A Julia interface for NVIDIA PTX, composing additively with CUDA.jl.
using PTX, CUDACore
function add_kernel!(c, a, b)
tid = ptx"mov.u32"(sreg"%tid.x")
i = Int(tid) + 1
c[i] = ptx"add.f32"(a[i], b[i])
return
end
let
n = 128
a = cu(randn(n))
b = cu(randn(n))
c = similar(a)
@cuda threads=n add_kernel!(c, a, b)
c == a + b
endPTX.jl fills the gap CUDA.jl leaves uncovered: full TensorCore shape coverage
(incl. TF32, FP8, sub-byte), TMA descriptors, cluster APIs, mbarriers, FP8
conversions, setmaxnreg, match.sync, prmt, and the rest of what
<mma.h>, <cuda_pipeline.h>, and <cuda/barrier> ultimately compile down
to. Composition with CUDA.jl is strictly additive — CUDA.jl owns launch,
memory, and control flow; PTX.jl owns specialty op emission.

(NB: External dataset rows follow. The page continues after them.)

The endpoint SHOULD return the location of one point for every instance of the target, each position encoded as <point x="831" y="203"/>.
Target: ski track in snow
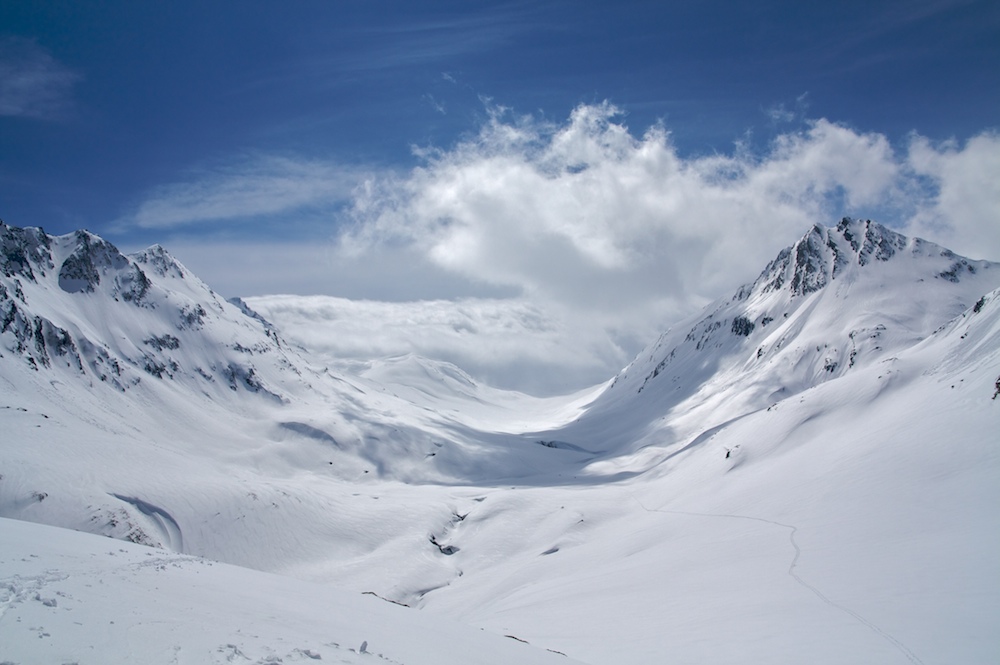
<point x="792" y="530"/>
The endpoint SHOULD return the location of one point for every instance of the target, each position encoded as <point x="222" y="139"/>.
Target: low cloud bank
<point x="542" y="256"/>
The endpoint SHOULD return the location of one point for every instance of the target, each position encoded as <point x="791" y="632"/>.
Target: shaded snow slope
<point x="839" y="300"/>
<point x="818" y="487"/>
<point x="71" y="597"/>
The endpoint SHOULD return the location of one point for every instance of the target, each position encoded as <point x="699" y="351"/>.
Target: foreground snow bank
<point x="72" y="597"/>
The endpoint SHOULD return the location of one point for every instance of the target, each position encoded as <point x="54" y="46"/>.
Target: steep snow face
<point x="729" y="499"/>
<point x="839" y="299"/>
<point x="68" y="597"/>
<point x="77" y="304"/>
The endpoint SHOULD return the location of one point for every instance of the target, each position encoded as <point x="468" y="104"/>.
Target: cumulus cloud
<point x="252" y="187"/>
<point x="33" y="84"/>
<point x="588" y="212"/>
<point x="964" y="207"/>
<point x="507" y="343"/>
<point x="543" y="256"/>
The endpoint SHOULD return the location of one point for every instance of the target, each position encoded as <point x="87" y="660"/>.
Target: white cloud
<point x="543" y="256"/>
<point x="964" y="211"/>
<point x="587" y="212"/>
<point x="508" y="343"/>
<point x="32" y="83"/>
<point x="253" y="187"/>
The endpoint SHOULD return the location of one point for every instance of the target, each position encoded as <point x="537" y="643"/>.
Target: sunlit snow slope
<point x="807" y="471"/>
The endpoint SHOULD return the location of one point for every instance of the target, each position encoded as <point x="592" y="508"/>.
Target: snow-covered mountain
<point x="804" y="472"/>
<point x="839" y="300"/>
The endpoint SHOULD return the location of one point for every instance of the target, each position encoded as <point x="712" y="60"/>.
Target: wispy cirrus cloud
<point x="33" y="84"/>
<point x="247" y="188"/>
<point x="542" y="256"/>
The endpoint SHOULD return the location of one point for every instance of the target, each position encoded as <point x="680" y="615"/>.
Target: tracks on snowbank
<point x="792" y="530"/>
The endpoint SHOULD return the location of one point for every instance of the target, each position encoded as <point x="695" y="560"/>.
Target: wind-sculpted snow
<point x="803" y="472"/>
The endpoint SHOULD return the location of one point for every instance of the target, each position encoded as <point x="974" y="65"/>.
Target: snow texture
<point x="806" y="471"/>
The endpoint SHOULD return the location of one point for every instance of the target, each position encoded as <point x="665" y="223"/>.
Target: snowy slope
<point x="839" y="300"/>
<point x="818" y="487"/>
<point x="71" y="597"/>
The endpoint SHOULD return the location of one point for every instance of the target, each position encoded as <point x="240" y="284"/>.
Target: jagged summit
<point x="76" y="303"/>
<point x="839" y="299"/>
<point x="825" y="254"/>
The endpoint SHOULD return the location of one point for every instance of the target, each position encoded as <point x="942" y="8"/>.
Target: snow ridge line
<point x="792" y="530"/>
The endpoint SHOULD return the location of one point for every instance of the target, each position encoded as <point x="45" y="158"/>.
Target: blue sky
<point x="556" y="153"/>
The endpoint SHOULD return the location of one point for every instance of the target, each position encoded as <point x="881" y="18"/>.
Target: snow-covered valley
<point x="806" y="471"/>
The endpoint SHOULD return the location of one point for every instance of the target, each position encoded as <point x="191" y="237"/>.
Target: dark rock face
<point x="24" y="251"/>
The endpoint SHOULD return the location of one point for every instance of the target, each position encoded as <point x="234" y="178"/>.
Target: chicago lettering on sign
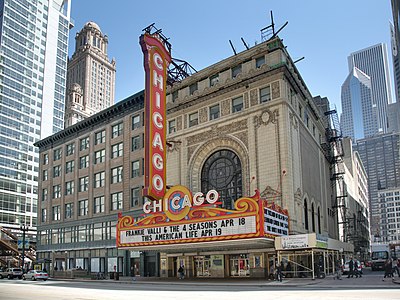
<point x="156" y="61"/>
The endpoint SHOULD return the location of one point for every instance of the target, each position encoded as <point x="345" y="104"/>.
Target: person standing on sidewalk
<point x="388" y="269"/>
<point x="279" y="271"/>
<point x="351" y="268"/>
<point x="338" y="270"/>
<point x="181" y="272"/>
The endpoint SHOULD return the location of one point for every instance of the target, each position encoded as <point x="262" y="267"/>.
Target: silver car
<point x="34" y="274"/>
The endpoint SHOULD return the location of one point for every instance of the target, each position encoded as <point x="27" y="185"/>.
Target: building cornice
<point x="126" y="106"/>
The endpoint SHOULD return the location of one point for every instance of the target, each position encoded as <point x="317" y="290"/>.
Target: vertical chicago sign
<point x="156" y="61"/>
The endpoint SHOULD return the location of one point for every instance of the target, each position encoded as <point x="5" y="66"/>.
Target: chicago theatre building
<point x="248" y="179"/>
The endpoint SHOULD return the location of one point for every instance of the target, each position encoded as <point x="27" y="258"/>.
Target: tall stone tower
<point x="91" y="76"/>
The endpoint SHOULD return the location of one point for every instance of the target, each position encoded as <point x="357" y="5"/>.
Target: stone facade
<point x="277" y="141"/>
<point x="90" y="69"/>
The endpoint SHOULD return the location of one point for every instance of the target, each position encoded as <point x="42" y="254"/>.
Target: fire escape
<point x="333" y="149"/>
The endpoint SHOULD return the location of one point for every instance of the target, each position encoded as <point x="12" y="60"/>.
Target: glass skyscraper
<point x="33" y="63"/>
<point x="358" y="117"/>
<point x="373" y="61"/>
<point x="381" y="158"/>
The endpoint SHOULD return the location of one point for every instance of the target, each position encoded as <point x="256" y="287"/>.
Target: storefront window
<point x="239" y="265"/>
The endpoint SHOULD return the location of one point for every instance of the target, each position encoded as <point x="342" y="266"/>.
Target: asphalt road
<point x="370" y="286"/>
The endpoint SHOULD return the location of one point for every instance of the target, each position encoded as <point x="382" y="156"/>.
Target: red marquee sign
<point x="156" y="61"/>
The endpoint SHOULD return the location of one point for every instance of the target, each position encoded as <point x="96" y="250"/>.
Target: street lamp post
<point x="24" y="229"/>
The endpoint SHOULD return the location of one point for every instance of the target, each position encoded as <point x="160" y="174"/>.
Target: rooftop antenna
<point x="299" y="59"/>
<point x="233" y="48"/>
<point x="244" y="43"/>
<point x="178" y="69"/>
<point x="269" y="32"/>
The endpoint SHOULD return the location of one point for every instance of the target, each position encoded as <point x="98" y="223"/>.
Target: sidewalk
<point x="329" y="281"/>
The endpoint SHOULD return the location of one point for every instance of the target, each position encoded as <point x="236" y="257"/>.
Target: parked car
<point x="346" y="268"/>
<point x="11" y="273"/>
<point x="34" y="274"/>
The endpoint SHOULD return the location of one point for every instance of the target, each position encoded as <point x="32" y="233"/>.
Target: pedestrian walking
<point x="356" y="272"/>
<point x="351" y="268"/>
<point x="395" y="268"/>
<point x="388" y="270"/>
<point x="338" y="270"/>
<point x="279" y="271"/>
<point x="181" y="272"/>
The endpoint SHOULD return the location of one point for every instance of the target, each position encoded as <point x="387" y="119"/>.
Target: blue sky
<point x="324" y="32"/>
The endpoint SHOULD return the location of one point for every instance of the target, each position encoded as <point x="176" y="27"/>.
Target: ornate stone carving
<point x="297" y="194"/>
<point x="203" y="115"/>
<point x="174" y="145"/>
<point x="216" y="131"/>
<point x="266" y="117"/>
<point x="243" y="136"/>
<point x="225" y="108"/>
<point x="246" y="100"/>
<point x="253" y="97"/>
<point x="269" y="192"/>
<point x="276" y="92"/>
<point x="191" y="150"/>
<point x="179" y="123"/>
<point x="293" y="120"/>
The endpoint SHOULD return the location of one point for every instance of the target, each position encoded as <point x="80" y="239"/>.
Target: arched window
<point x="222" y="172"/>
<point x="305" y="214"/>
<point x="319" y="220"/>
<point x="313" y="217"/>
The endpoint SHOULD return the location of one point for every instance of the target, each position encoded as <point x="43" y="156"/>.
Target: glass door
<point x="202" y="266"/>
<point x="239" y="265"/>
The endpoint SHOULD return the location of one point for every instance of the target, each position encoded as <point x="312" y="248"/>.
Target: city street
<point x="370" y="286"/>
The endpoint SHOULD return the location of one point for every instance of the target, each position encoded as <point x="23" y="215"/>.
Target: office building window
<point x="265" y="94"/>
<point x="236" y="71"/>
<point x="57" y="154"/>
<point x="69" y="166"/>
<point x="260" y="61"/>
<point x="44" y="215"/>
<point x="45" y="195"/>
<point x="56" y="213"/>
<point x="193" y="119"/>
<point x="116" y="175"/>
<point x="117" y="130"/>
<point x="99" y="204"/>
<point x="99" y="179"/>
<point x="84" y="162"/>
<point x="56" y="171"/>
<point x="100" y="137"/>
<point x="135" y="169"/>
<point x="84" y="184"/>
<point x="56" y="191"/>
<point x="70" y="149"/>
<point x="174" y="96"/>
<point x="192" y="88"/>
<point x="135" y="143"/>
<point x="45" y="175"/>
<point x="83" y="207"/>
<point x="69" y="187"/>
<point x="100" y="156"/>
<point x="45" y="158"/>
<point x="172" y="126"/>
<point x="237" y="104"/>
<point x="214" y="79"/>
<point x="135" y="122"/>
<point x="136" y="197"/>
<point x="69" y="210"/>
<point x="214" y="112"/>
<point x="84" y="143"/>
<point x="117" y="150"/>
<point x="116" y="201"/>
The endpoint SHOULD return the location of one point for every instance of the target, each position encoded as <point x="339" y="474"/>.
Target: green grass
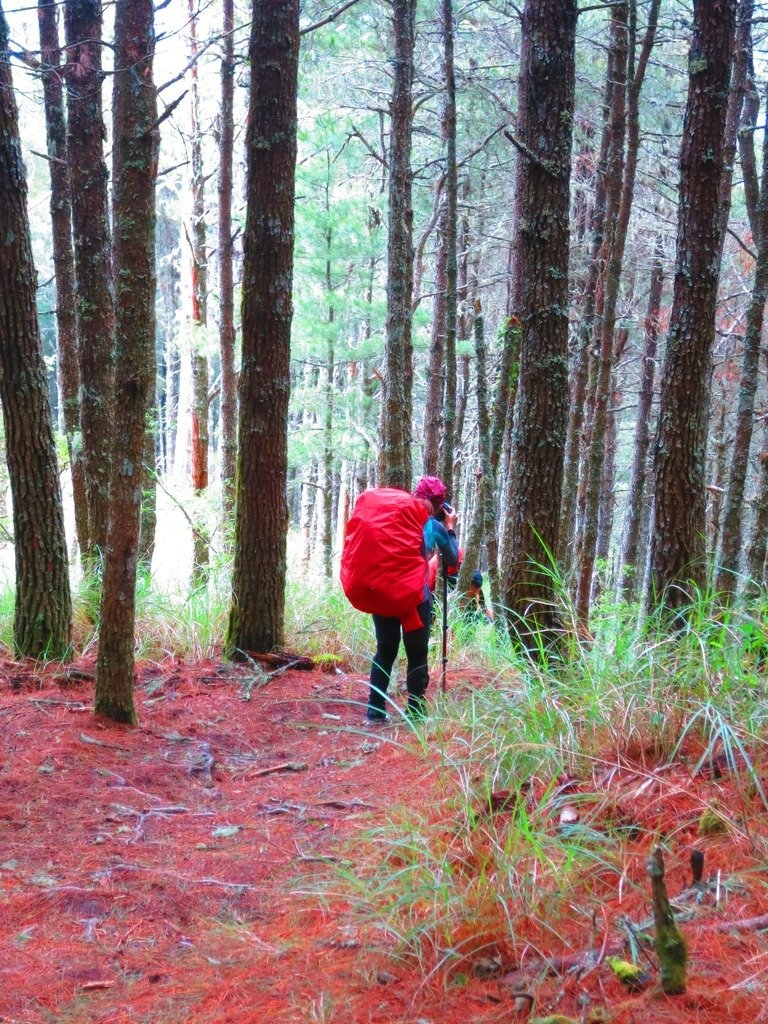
<point x="449" y="885"/>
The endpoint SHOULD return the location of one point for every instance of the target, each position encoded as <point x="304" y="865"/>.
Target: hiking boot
<point x="416" y="710"/>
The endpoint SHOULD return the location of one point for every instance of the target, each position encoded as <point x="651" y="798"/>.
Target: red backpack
<point x="383" y="570"/>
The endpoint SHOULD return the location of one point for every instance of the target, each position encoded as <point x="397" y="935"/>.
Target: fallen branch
<point x="748" y="925"/>
<point x="286" y="766"/>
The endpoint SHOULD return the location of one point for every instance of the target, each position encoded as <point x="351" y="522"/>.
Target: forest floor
<point x="162" y="873"/>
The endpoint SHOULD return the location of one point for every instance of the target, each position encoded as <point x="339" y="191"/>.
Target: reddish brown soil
<point x="120" y="902"/>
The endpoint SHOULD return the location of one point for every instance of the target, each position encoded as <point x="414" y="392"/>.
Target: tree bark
<point x="43" y="609"/>
<point x="134" y="117"/>
<point x="726" y="579"/>
<point x="226" y="273"/>
<point x="200" y="376"/>
<point x="620" y="184"/>
<point x="436" y="371"/>
<point x="394" y="453"/>
<point x="609" y="261"/>
<point x="546" y="86"/>
<point x="631" y="564"/>
<point x="573" y="487"/>
<point x="64" y="257"/>
<point x="677" y="562"/>
<point x="450" y="438"/>
<point x="328" y="412"/>
<point x="93" y="269"/>
<point x="257" y="612"/>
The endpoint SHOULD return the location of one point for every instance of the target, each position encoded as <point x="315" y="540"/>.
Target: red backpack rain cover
<point x="383" y="570"/>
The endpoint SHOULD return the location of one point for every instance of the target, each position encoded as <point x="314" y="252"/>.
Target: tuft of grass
<point x="487" y="861"/>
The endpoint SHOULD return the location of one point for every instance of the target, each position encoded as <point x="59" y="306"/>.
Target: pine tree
<point x="257" y="612"/>
<point x="43" y="609"/>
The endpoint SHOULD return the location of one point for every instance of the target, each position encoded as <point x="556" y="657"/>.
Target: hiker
<point x="436" y="537"/>
<point x="475" y="609"/>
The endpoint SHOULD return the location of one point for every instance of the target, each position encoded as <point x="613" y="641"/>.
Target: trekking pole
<point x="444" y="628"/>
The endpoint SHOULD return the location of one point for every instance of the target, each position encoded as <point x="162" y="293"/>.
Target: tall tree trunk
<point x="436" y="372"/>
<point x="607" y="487"/>
<point x="64" y="257"/>
<point x="546" y="86"/>
<point x="573" y="486"/>
<point x="95" y="305"/>
<point x="42" y="613"/>
<point x="734" y="498"/>
<point x="620" y="184"/>
<point x="739" y="73"/>
<point x="677" y="561"/>
<point x="200" y="377"/>
<point x="610" y="263"/>
<point x="631" y="564"/>
<point x="451" y="229"/>
<point x="718" y="460"/>
<point x="134" y="117"/>
<point x="257" y="613"/>
<point x="226" y="274"/>
<point x="759" y="543"/>
<point x="394" y="453"/>
<point x="328" y="412"/>
<point x="148" y="524"/>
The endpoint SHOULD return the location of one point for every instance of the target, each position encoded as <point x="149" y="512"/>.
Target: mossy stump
<point x="671" y="947"/>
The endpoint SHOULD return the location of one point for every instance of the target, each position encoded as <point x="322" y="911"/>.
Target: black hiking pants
<point x="388" y="632"/>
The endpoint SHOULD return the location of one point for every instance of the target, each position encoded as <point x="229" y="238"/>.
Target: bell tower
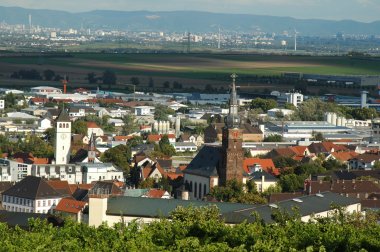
<point x="62" y="138"/>
<point x="91" y="152"/>
<point x="231" y="166"/>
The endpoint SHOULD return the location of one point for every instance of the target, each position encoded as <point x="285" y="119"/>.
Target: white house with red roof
<point x="92" y="127"/>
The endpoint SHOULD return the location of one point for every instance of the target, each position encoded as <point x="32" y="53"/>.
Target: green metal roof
<point x="148" y="207"/>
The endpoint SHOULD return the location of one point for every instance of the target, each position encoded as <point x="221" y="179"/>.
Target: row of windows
<point x="17" y="209"/>
<point x="64" y="125"/>
<point x="28" y="202"/>
<point x="197" y="189"/>
<point x="18" y="201"/>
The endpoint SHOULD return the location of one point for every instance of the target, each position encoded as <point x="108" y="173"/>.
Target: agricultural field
<point x="196" y="70"/>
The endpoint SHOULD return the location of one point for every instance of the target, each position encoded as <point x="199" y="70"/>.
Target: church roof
<point x="32" y="188"/>
<point x="63" y="116"/>
<point x="205" y="162"/>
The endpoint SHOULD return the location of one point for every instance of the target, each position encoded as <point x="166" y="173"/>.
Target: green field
<point x="189" y="68"/>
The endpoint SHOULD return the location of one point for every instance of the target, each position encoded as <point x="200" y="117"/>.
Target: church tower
<point x="62" y="138"/>
<point x="91" y="152"/>
<point x="231" y="166"/>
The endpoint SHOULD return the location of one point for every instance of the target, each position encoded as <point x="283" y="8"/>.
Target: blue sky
<point x="361" y="10"/>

ptx_to_julia(source) turns a .ptx file into idiomatic Julia where each
register is a variable and each instruction is a ptx"..."(...) call. See
the Transpiler docs.
Primary design inspiration: pyptx
by Patrick Toulmé. The parser, IR, and several wrappers and example kernels
are ported from pyptx (Apache 2.0); see per-file headers and LICENSE.